III – De nouveaux dispositifs pour les salariés en arrêt de travail, et ceux déclarés inaptes, sont créés

Dans un but de lutte contre la désinsertion professionnelle des salariés en arrêt de travail ou reconnus inaptes, plusieurs dispositifs sont mis en place.

  • Le rendez-vous de liaison : pour les salariés en arrêt de travail d’au moins 30 jours, ce rendez-vous avec l’employeur peut être organisé. Il permet de rappeler au salarié ses droits relatifs à son arrêt de travail longue durée (actions de prévention, examen de pré-reprise, mesures d’aménagement du poste de travail).
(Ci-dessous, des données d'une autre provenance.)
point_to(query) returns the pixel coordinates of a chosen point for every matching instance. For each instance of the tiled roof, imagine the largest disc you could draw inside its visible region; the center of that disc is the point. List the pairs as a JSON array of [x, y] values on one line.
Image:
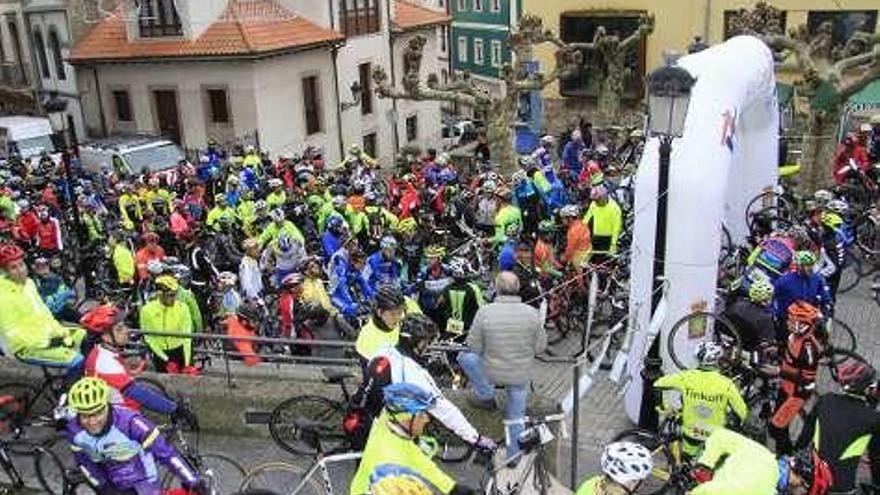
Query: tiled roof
[[246, 28], [409, 16]]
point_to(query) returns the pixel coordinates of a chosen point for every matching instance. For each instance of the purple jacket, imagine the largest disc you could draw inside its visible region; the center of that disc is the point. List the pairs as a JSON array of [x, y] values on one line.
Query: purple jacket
[[125, 454]]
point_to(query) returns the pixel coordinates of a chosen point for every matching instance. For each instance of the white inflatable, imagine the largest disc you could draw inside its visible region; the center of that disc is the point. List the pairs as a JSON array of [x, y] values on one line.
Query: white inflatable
[[727, 155]]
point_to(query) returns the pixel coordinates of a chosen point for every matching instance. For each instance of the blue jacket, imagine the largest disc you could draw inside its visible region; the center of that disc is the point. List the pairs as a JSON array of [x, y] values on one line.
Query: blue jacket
[[793, 287], [571, 156], [379, 271]]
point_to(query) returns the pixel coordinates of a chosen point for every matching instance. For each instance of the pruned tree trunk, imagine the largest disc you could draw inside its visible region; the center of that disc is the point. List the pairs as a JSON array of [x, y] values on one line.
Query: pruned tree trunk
[[817, 149]]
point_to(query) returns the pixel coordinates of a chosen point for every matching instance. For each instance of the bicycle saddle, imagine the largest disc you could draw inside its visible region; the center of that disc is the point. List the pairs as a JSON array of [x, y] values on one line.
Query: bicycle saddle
[[336, 376]]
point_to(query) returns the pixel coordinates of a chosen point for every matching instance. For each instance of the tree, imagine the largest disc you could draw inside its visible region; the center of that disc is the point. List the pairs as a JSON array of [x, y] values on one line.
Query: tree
[[501, 111], [829, 75]]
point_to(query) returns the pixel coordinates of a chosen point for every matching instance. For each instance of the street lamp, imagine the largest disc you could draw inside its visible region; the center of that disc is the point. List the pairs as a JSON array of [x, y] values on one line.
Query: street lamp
[[669, 94]]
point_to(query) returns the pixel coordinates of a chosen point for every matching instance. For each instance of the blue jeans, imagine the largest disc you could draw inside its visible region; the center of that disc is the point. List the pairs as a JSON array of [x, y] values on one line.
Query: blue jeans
[[517, 396]]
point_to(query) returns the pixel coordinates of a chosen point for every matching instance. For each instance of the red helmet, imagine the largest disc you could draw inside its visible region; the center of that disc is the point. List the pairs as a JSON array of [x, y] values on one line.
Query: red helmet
[[10, 253]]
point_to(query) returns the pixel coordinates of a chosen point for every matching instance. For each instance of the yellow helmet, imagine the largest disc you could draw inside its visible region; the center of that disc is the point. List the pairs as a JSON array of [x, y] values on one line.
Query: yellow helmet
[[89, 395]]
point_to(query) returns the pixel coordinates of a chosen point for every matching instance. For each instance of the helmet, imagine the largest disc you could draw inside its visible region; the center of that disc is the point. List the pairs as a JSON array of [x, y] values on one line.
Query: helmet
[[407, 398], [823, 196], [837, 206], [761, 291], [389, 297], [292, 279], [805, 258], [626, 462], [414, 330], [856, 377], [802, 312], [167, 283], [813, 469], [89, 395], [397, 481], [569, 211], [10, 253], [460, 267], [250, 312], [227, 278], [388, 242], [708, 353]]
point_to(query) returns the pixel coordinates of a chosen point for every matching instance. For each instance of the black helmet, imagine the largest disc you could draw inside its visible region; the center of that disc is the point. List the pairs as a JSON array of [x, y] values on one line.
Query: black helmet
[[415, 331], [389, 297]]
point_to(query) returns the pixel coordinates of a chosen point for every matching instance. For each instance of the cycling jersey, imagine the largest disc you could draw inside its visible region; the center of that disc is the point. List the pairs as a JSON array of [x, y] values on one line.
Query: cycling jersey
[[741, 466], [389, 444], [706, 396], [124, 456], [842, 428]]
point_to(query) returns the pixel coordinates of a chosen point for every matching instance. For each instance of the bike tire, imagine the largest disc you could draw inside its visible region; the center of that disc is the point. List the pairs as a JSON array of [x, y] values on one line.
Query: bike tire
[[729, 337], [315, 408], [664, 464], [280, 477]]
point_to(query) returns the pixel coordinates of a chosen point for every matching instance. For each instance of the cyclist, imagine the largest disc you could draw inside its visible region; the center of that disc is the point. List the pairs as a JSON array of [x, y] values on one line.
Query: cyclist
[[404, 364], [394, 439], [28, 331], [800, 360], [842, 426], [118, 449], [625, 465], [732, 464], [383, 328], [706, 396]]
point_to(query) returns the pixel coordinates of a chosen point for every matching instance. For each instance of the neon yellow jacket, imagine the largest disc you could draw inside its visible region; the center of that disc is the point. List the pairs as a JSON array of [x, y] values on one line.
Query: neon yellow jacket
[[157, 317], [123, 260], [748, 467], [25, 321], [384, 446], [706, 396]]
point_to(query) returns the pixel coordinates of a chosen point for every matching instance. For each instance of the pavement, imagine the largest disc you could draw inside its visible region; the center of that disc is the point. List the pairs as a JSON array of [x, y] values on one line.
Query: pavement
[[601, 413]]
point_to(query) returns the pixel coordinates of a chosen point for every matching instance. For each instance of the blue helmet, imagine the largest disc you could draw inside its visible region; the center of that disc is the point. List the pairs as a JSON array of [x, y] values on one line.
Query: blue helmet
[[408, 398]]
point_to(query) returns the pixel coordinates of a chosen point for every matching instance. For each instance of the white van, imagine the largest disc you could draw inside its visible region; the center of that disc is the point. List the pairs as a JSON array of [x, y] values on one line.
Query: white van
[[27, 136], [129, 155]]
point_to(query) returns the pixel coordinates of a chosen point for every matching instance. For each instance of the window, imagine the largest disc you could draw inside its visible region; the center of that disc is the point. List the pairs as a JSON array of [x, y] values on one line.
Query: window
[[370, 146], [496, 53], [412, 128], [478, 51], [42, 59], [55, 46], [123, 106], [366, 88], [158, 18], [581, 27], [843, 23], [219, 106], [359, 17], [312, 104]]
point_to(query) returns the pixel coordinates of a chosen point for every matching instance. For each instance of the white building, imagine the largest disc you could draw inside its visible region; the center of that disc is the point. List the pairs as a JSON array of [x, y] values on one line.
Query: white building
[[277, 72]]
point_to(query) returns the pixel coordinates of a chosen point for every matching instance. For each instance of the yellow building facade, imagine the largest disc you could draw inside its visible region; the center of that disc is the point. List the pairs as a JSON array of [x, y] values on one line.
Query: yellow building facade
[[677, 22]]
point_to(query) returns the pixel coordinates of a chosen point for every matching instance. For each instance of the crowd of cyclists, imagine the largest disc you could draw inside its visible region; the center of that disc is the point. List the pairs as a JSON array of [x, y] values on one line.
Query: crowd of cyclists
[[238, 244]]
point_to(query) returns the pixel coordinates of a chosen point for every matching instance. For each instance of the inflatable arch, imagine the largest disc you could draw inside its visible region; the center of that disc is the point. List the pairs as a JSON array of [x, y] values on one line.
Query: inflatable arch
[[727, 155]]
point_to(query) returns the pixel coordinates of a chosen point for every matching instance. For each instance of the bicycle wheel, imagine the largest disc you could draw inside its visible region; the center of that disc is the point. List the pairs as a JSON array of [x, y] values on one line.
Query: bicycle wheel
[[664, 464], [699, 326], [281, 477], [283, 429]]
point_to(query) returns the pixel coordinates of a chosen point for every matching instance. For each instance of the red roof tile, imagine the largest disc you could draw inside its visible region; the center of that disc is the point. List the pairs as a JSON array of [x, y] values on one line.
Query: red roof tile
[[408, 16], [247, 27]]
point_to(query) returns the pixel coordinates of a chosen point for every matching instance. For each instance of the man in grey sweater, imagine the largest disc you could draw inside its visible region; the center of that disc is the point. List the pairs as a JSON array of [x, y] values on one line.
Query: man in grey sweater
[[503, 340]]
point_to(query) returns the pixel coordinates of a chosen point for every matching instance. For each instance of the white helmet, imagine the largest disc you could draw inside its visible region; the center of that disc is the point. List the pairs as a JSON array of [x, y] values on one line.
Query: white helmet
[[708, 353], [626, 462]]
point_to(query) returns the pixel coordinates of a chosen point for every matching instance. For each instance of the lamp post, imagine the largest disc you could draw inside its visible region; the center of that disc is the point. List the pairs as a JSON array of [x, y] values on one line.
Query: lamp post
[[669, 93]]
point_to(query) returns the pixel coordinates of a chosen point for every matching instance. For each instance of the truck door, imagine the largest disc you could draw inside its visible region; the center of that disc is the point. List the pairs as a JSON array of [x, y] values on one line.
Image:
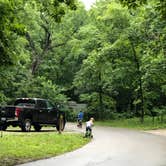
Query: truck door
[[42, 111], [52, 113]]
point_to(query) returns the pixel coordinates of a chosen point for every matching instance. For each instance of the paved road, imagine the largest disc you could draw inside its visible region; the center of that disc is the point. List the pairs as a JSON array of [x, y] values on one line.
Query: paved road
[[113, 147]]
  • La convention de rééducation professionnelle en entreprise (CRPE) : initialement réservé aux seules personnes ayant un handicap, la loi du 2 août 2021 vient encadrer et élargir ce dispositif, dont le but est de permettre à certains salariés de se réaccoutumer à leur profession, ou de changer de métier. La CRPE s’applique dans les conditions suivantes :
    • Bénéficiaires : travailleurs déclarés inaptes ou avec un risque de l’être.
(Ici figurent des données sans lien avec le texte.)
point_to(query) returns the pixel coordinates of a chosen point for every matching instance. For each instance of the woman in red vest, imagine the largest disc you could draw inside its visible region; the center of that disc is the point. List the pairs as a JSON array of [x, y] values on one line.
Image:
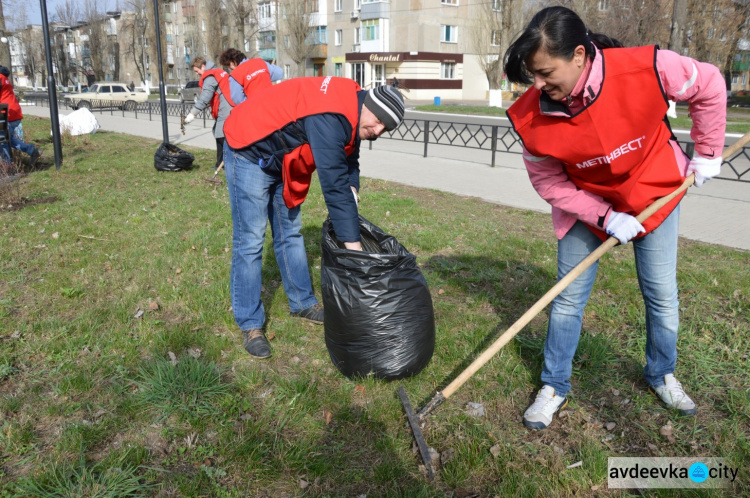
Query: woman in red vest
[[598, 147]]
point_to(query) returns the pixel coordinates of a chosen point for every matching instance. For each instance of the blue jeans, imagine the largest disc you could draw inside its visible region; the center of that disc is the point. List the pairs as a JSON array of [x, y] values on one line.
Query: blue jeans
[[15, 128], [656, 266], [256, 198]]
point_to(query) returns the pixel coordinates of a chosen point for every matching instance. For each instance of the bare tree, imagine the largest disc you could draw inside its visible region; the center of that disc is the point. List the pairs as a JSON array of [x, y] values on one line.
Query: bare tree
[[151, 36], [496, 22], [295, 23], [4, 47], [217, 28], [243, 20], [135, 27], [715, 28], [632, 22]]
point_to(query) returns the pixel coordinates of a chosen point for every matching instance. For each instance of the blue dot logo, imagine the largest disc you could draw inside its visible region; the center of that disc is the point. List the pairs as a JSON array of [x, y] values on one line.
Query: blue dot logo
[[698, 472]]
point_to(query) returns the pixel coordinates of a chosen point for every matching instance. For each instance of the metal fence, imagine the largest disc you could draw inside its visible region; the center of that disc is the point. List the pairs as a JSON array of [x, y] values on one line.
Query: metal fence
[[493, 138]]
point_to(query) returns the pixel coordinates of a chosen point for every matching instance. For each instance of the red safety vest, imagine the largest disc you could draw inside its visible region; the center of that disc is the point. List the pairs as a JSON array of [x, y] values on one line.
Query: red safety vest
[[280, 105], [8, 97], [222, 77], [616, 147], [253, 75]]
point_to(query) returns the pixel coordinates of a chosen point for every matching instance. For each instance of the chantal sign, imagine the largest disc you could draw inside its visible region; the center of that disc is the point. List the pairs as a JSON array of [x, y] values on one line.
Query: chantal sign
[[385, 57]]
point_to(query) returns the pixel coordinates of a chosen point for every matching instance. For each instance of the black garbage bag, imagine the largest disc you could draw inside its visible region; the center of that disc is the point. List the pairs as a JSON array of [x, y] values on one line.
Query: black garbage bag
[[379, 318], [169, 157]]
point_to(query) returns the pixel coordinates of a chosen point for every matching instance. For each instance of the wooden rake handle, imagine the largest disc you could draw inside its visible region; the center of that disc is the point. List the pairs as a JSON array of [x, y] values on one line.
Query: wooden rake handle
[[559, 287]]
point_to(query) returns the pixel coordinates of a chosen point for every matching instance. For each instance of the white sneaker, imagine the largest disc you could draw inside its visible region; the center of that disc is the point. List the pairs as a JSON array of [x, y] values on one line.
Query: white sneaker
[[539, 415], [672, 394]]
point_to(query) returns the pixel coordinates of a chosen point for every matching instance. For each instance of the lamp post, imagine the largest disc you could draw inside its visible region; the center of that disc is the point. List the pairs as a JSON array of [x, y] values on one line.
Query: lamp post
[[51, 89]]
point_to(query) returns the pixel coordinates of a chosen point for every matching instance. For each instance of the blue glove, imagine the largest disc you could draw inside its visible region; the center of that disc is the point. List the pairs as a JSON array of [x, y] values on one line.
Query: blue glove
[[623, 227], [704, 168]]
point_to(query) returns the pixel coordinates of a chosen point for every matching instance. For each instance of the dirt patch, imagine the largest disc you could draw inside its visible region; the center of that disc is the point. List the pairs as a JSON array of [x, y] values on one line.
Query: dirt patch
[[27, 202]]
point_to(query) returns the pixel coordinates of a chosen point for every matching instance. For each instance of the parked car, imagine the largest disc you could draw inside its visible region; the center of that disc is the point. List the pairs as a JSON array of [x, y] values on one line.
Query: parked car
[[190, 92], [106, 94]]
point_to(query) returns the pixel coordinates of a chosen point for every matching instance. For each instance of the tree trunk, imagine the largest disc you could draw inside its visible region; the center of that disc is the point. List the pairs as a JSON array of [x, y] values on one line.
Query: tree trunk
[[4, 47]]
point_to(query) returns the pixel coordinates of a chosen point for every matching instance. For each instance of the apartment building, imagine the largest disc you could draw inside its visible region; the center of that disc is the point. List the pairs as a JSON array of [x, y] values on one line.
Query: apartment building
[[421, 44]]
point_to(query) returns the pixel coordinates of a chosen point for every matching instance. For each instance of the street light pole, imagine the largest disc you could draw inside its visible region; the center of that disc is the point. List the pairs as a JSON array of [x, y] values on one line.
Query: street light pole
[[51, 89], [162, 93]]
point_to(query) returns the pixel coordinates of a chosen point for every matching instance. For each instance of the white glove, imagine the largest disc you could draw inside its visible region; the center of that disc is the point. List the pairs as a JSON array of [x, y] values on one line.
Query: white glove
[[704, 168], [623, 227], [356, 196]]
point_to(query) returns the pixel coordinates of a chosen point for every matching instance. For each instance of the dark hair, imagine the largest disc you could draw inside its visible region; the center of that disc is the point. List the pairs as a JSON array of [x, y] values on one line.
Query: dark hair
[[558, 31], [198, 62], [231, 55]]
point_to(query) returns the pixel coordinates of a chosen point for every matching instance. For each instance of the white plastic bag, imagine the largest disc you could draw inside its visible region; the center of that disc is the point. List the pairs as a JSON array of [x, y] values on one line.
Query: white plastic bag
[[79, 122]]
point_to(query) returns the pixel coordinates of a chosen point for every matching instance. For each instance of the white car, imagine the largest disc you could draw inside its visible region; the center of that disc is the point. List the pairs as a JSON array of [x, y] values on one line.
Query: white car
[[106, 94]]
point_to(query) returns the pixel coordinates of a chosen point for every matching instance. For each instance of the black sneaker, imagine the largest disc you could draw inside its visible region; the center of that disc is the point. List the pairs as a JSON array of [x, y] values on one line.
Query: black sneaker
[[34, 157], [314, 313], [255, 343]]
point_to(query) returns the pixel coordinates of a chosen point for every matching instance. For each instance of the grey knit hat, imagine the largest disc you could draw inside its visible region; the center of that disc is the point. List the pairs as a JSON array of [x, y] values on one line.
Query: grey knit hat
[[387, 104]]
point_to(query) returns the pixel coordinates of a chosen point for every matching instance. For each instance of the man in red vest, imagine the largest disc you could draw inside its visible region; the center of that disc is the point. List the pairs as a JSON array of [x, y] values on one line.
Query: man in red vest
[[15, 128], [274, 142], [249, 75]]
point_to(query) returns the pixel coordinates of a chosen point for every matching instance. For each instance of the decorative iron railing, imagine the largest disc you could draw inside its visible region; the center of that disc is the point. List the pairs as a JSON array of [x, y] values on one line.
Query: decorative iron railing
[[494, 138]]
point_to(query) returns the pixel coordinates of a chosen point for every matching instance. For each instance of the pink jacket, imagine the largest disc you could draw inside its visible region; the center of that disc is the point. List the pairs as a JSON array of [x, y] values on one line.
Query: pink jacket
[[683, 79]]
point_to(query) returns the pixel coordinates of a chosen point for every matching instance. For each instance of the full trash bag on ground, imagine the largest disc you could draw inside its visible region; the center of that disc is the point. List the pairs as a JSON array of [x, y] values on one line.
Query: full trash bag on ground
[[379, 318], [169, 157]]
    • Mise en place : conclusion d’une convention entre l’employeur, le salarié, et la caisse de sécurité sociale, et d’un avenant au contrat de travail.
    • Durée : au maximum 18 mois.
    • Rémunération du salarié : perception d’IJSS pendant toute la durée de la convention, ainsi que d’un complément employeur.
  • L’essai encadré: ce dispositif permet au salarié en arrêt de travail, d’évaluer la compatibilité d’un poste de travail avec son état de santé.  Il s’applique dans les conditions suivantes :
    • Bénéficiaires : salariés en arrêt de travail.
    • Mise en place : à la demande du salarié après une évaluation de la situation par la Carsat, avec l’accord du médecin traitant, du médecin-conseil et du médecin du travail.
    • Durée : 14 jours ouvrables renouvelables dans la limite de 28 jours ouvrables.
    • Rémunération du salarié : perception d’IJSS, et le cas échéant d’un complément employeur selon les mêmes modalités que pendant l’arrêt de travail.